As of Israel’s 2026 Independence Day (April 22), the exchange rate stands at around 3.00 shekels to the dollar, and 3.51 shekels to the euro. This represents a sharp appreciation – both in historical terms and over a short period of time: since the Bank of Israel’s interest rate decision on March 30, which held the rate at 4%, the shekel has strengthened by approximately 5% against the dollar and close to 3% against the euro. When a currency strengthens in such a manner against both of the world’s major currencies, it becomes difficult to attribute it solely to “dollar weakness”. This is, first and foremost, an Israeli story.
The first factor is a decrease in the risk premium. Even without dramatic changes in the geopolitical realities, a reduction in the intensity of concerns – less escalation, greater stability – is enough to reduce the “risk compensation” that investors demand. The result is an inflow of foreign capital, which generates pressure for shekel appreciation. The second factor runs deeper: a sustained surplus of exports over imports in the balance of payments. In 2025, Israel recorded a current account surplus of approximately $8.9 billion (roughly 1.5%–2% of GDP), including some $3.4 billion in the final quarter alone. Beyond that, Israel has a significant net asset surplus vis-à-vis the rest of the world in its International Investment Position (IIP). In plain terms: Israel not only exports more than it imports, but it also holds more assets abroad than the world holds in Israel. This is a structural force that continues to support the shekel over time.
In recent weeks, another cyclical factor was added to the mix: sharp gains in global equity markets, and in the United States in particular. When stock markets rise, the value of Israeli institutional investors’ foreign assets grows, and they tend to increase their foreign exchange hedging – that is, selling dollars and buying shekels.
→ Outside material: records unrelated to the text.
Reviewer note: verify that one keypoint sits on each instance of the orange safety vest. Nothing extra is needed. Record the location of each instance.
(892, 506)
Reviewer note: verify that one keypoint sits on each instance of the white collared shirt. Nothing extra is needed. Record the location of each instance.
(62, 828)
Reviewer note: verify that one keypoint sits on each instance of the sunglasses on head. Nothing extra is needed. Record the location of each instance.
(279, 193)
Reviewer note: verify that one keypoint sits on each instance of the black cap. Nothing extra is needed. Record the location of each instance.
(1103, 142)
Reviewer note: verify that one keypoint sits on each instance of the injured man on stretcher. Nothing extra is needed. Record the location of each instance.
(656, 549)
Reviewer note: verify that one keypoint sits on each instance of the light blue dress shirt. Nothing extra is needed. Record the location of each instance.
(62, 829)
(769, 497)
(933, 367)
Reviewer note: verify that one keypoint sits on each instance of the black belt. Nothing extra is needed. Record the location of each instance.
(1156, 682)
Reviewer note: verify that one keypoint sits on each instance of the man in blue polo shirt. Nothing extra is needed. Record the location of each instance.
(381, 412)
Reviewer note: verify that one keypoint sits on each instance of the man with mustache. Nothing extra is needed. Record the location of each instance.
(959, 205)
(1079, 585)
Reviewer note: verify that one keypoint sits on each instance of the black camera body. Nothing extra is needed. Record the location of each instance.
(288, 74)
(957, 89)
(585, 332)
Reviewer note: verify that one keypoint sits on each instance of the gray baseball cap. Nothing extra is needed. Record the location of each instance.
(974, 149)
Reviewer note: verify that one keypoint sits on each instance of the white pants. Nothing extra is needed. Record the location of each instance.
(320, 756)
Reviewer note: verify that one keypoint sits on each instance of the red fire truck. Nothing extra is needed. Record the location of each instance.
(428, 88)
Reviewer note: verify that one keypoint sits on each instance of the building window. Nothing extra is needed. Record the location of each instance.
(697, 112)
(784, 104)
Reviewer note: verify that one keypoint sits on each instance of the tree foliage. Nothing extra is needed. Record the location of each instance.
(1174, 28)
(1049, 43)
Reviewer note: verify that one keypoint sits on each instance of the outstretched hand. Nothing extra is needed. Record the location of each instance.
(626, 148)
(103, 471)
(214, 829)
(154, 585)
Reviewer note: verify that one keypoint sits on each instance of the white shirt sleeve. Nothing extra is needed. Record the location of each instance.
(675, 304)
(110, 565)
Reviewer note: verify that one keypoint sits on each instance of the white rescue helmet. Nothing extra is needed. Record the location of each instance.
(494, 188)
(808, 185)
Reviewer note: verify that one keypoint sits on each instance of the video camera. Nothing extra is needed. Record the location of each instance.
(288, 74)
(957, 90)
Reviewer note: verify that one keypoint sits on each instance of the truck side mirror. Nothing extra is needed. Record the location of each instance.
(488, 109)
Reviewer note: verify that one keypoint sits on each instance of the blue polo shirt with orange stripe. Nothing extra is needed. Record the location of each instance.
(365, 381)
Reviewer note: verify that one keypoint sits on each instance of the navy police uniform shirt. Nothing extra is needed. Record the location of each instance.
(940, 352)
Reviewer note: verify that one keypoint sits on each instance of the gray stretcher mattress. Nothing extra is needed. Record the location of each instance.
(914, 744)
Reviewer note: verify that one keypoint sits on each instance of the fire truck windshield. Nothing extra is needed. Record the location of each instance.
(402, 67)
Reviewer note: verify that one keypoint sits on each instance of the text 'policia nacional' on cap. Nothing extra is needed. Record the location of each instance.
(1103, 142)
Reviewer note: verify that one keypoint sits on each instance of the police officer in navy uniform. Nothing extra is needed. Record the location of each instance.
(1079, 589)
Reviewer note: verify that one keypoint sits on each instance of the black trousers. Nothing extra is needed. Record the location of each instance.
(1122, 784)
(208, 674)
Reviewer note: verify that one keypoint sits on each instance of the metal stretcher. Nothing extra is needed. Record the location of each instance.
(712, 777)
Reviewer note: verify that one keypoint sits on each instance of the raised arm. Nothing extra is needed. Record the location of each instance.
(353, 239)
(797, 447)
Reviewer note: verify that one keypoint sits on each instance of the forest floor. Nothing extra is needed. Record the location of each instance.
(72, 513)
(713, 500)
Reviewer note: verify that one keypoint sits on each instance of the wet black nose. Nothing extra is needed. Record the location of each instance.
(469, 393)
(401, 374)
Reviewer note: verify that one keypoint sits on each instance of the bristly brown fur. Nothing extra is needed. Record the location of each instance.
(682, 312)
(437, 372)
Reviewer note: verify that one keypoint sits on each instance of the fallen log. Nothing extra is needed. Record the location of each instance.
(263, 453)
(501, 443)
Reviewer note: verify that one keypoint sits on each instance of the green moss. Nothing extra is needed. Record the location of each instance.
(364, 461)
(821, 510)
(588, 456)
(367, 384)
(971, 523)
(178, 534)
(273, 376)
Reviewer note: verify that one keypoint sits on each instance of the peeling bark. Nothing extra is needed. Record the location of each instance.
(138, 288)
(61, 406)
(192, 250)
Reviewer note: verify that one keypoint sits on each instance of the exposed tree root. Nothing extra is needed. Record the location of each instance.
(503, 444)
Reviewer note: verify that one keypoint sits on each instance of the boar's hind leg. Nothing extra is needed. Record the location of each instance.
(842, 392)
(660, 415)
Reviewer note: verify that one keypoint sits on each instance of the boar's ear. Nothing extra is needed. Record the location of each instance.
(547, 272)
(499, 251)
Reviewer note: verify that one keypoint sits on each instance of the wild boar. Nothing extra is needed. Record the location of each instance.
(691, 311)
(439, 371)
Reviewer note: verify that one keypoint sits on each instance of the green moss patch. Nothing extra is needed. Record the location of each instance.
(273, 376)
At the same time, a global “risk-on” environment encourages capital flows into small, open markets like Israel. These two channels operate together and amplify the pressure for shekel appreciation precisely during periods of market rallies.
This gives rise to an important distinction: there is no exportation collapse. While a strong shekel does harm certain industries, the overall picture is very different. Exports of services (particularly hi-tech services and the sale of startup companies) maintain their strength, and defense exports contribute significantly to foreign currency inflows. In an economy generating a sustained current account surplus, it is difficult to speak of a broad problem in competitiveness across all export sectors. In fact, it is unrealistic to expect every export sector to remain competitive under continued appreciation, when the economy is already running an external surplus.
And yet, real tension does exist – and it runs through monetary policy. Inflation has returned within the target range, and inflation expectations are moderate: below 2% for the coming year and around 2% over longer horizons. Under such conditions, the economic logic supports an interest rate cut – and perhaps several cuts – later in the year. If and when this trend materializes, the interest rate differential with the rest of the world will narrow, and the upward pressure on the shekel may ease. In this sense, the very strength of the shekel today actually increases the likelihood of forces that will act to restrain it further down the line.
At the same time, we must also examine the long-term perspective. In terms of purchasing power parity, Israel is one of the most expensive countries in the developed world, and the shekel is at a high real level. This is not coincidental: economies with high productivity in advanced tradable industries tend to generate high wages and prices in non-tradable industries as well – a familiar economic phenomenon. Long-term, however, such disparities cannot widen indefinitely; they tend to rebalance, even if not in a linear or immediate fashion.
Finally, we must bear in mind that the shekel is impacted by additional domestic factors (such as the volume of inbound tourism) as well as broader global ones: fluctuations in energy prices (particularly oil), developments in the Ukraine war and its possible conclusion, the pace of global growth and the degree of appetite for risk in financial markets. All this can often, and sometimes rapidly, change the direction of financial flows and the trajectory of the exchange rate.
The conclusion is twofold. The shekel is getting stronger for good reasons: external surplus, lowered risk and rising global markets that support capital inflows. But precisely for that reason, the chances of continued sharp appreciation are steadily decreasing. The question isn’t if the shekel should weaken tomorrow, but rather when the forces already gathering under the surface will begin to exert pressure in the opposite direction.